Bitcoin traders are confused as to the direction of the market as BTC/USD has been trading sideways for a long time. This usually gets too boring for most traders and they assume this means the market has run out of steam and is ready to keel over. While we do expect a major crash in Bitcoin, one that would probably put the crash from March to shame, it is important to realize that it is not going to happen when everyone is expecting it.-
Crypto Twitter plays a major role in shaping retail sentiment in this market. We have noticed that over the past few days, most big accounts with large following that used to be overly bullish have now turned really bearish. This is now defining the consensus and most retail traders are turning bearish expecting further downside. In my opinion, this is a cause for concern and we should be prepared for a bear trap before the actual downtrend begins.

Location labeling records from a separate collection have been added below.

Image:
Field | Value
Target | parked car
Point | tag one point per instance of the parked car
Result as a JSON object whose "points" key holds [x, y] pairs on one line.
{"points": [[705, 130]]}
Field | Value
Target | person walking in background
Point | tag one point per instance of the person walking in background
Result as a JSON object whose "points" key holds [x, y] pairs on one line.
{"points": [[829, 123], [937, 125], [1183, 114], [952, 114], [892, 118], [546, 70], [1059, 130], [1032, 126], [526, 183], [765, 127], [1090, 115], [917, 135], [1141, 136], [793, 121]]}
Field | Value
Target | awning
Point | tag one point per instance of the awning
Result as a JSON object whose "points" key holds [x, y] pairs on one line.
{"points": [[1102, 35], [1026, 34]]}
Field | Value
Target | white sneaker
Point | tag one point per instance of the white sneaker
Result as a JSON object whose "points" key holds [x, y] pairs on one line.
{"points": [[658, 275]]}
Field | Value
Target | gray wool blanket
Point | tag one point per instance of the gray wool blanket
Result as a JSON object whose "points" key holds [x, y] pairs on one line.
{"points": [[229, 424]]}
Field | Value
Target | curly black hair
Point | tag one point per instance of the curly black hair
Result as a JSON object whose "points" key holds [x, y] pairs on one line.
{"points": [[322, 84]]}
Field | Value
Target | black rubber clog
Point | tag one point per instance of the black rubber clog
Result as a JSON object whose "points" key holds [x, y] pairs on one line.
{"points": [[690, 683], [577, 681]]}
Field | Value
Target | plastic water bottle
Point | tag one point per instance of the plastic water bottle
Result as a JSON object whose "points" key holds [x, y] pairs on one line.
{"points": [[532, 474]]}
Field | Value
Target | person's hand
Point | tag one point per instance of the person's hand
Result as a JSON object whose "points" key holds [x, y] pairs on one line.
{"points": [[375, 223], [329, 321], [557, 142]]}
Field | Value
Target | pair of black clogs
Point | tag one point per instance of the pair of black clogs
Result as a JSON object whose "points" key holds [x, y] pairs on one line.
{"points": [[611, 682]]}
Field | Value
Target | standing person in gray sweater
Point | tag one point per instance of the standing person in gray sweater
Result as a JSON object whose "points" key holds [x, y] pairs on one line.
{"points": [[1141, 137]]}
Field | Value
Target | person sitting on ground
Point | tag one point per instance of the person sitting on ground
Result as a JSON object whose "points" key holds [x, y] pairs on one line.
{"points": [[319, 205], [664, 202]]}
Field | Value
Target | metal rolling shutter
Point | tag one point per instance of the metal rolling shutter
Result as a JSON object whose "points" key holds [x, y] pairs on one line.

The price remains within the larger symmetrical triangle and until and unless we have a decisive break below it, there is a strong probability that we could see another move to shake out the bears before we actually go down. This is tiring for most traders who are just waiting to pull the trigger and pick a side no matter which one it is. While the price is very likely to test $9.5k near term, it is important to realize that the larger trend is bearish. The S&P 500 (SPX) has found support around the 50 EMA on the 4H time frame but that does not change much. It only means that the downtrend is delayed and we would have to wait a while longer. That also means that we will not be shorting either the stock market or the cryptocurrency market unless we have confirmation of a bearish breakdown.